With a recent explosion in popularity, “hybrid” dogs have become the latest canine sensation. These trendy designer mutts, with neologic names like Labradoodle, Schnoodle, Puggle, Chug, Cadoodle, Foodle, and Malti-poo, have won over many hearts. Traditional breeders, however, see the hybrid trend as a threat to the well-being of all dogs, be they purebred or not. What’s the truth?


What Exactly is a Hybrid Dog?

When purebred dogs mate, the resulting offspring is not technically a hybrid, as is a mule. The resulting puppy is instead a crossbreed, not a hybrid. Nevertheless, the use of the term “hybrid” to describe the intentional crossing of two established breeds seems to have caught on.

How do these designer dogs differ from the average shelter mutt? The answer depends more on intent and timing than on actual biology.  A “mongrel,” or mixed breed dog usually results from the unintentional crossing of two purebred dogs, or a purebred and a mixed breed, or from the pairing of two mixed breeds. Hybrids, however, result when a breeder purposely crosses two different breeds with the intent of producing unique offspring with specific beneficial qualities.  

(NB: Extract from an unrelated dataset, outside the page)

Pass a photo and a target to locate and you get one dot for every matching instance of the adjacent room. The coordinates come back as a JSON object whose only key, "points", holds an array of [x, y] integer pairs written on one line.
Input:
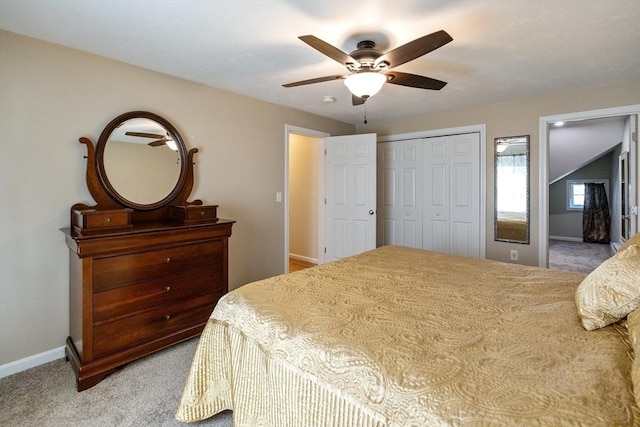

For example, those mating a Labrador retriever to a Standard (or Miniature) Poodle hope to produce a litter of “Labradoodle” puppies with the intelligence, health, and sociability of both breeds, as well as the promise of a non-shedding coat, courtesy of the Poodle bloodline. In practice, some in that first litter will possess the non-shedding quality, while others may keep the Lab’s characteristic shedding coat. That’s just how genetics works. And even if the resulting dog does not shed, it, like all dogs, still produces skin dander and saliva, both of which contain the protein-based allergen. It just does not get distributed as profusely.


The Hybrid Debate

Not surprisingly, the hybrid trend brews controversy. 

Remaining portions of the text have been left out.